I’m sitting in my office this afternoon getting ready for the week ahead. Tomorrow we have all of our school leaders in and I always start with an opening presentation to our Learning Leadership Team. Later in the week, we will gather as a division and I will address our entire staff. Even though I’m well known in our Division, comfortable in presenting to large groups and speaking in public, there is a certain amount of nervousness that I feel. I embrace that nervous feeling because it reminds me how important my words are in relationship to my actions, that will follow. It is essential that there is alignment between what the leader says and what the leader does.
Credibility is one of the byproducts of that alignment. Kouzes and Posner (2011) noted in their book, Credibility: How Leaders Gain and Lose It, Why People Demand It, “According to our empirical data, the majority of people look for (and) admire leaders who are honest, forward-thinking, inspiring, and competent…While the exact order might vary from country to country, these same four qualities remain at the top of the list of what people everywhere want from their leaders.” (p. 7) Just achieving these four qualities, honesty, forward-thinking, inspiring and competent is a tall task and if you think differently, you are either ignorant or arrogant. Credibility is certainly foundational for leadership success and is enhanced through alignment.
The alignment of words and action also builds a culture of trust. For organizations to achieve greatness, a high level of trust must exist. While there will always be decisions made and actions taken that impact organizational trust, it needs to be one of the leader’s non-negotiable goals. Great organizations exude professional trust which Douglas Reeves (2016) reminds us is a “two-way street.” It manifests itself throughout the organization- bottom up and top down. High levels of trust in an organization allows for vulnerability for all but especially the leader. Leaders cannot come across as all knowing robots without any human touch! Being vulnerable makes leaders real. Leaders will make errors and it is far easier to face the music when the organization knows the leader’s true value from the heart and the head.

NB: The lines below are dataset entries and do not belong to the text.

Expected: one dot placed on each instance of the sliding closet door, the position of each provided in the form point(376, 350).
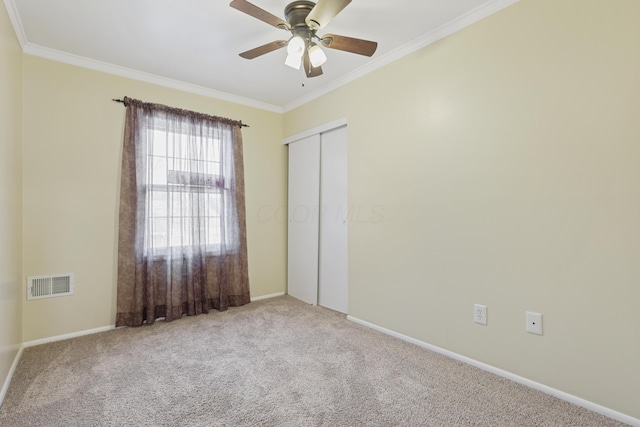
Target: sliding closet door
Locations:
point(333, 272)
point(304, 208)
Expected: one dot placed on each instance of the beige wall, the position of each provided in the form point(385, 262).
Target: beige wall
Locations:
point(72, 149)
point(499, 166)
point(10, 195)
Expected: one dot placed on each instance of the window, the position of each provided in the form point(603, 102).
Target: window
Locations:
point(187, 189)
point(182, 246)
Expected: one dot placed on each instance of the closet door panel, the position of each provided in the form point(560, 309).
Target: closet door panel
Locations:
point(304, 209)
point(333, 269)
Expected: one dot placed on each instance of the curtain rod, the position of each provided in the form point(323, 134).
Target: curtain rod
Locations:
point(121, 101)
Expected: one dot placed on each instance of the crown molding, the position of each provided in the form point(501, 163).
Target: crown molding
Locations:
point(80, 61)
point(471, 17)
point(14, 17)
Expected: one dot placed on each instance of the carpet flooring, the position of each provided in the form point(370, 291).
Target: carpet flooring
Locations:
point(275, 362)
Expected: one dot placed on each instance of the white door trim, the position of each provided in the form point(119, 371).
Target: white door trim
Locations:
point(318, 129)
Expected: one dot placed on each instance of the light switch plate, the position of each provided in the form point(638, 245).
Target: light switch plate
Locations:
point(534, 323)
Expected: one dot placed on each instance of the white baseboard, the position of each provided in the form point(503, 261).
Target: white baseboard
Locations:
point(67, 336)
point(508, 375)
point(277, 294)
point(7, 381)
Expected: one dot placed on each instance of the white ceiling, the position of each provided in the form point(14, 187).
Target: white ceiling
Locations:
point(194, 44)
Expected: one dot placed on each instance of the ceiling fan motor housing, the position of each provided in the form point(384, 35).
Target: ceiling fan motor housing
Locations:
point(295, 13)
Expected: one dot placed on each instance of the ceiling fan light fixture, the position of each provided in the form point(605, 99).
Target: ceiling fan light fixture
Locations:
point(316, 56)
point(293, 61)
point(296, 46)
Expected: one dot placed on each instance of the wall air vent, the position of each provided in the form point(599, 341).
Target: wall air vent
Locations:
point(49, 286)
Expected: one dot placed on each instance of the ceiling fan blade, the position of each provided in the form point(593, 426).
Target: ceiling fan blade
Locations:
point(261, 14)
point(266, 48)
point(309, 69)
point(349, 44)
point(324, 11)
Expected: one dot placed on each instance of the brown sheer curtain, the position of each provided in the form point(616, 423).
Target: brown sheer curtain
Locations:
point(182, 236)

Finally, aligning words and actions makes the leader (and all of us) far more accountable. And by the way, accountability is not necessarily a swear word in education or business. Personally as a leader, my stock goes down when I over promise and under deliver, when I say one thing and do another and when I shirk my accountability to those I lead. My accountability standard should be very high because in truth, our staff, students and communities deserve nothing less!
Leadership is a complex task and a very difficult role-if it wasn’t, the world would have an abundance of great leaders. There are so many nuances that non-leaders or poor leaders usually don’t understand or can’t comprehend. The fact is that leadership counts and it should be taken with great seriousness. As I continue my preparation now and into the future, I should always be slightly nervous when I’m addressing staff because the tone at the top will set the either the right or wrong direction. Align your words and actions to set the right direction!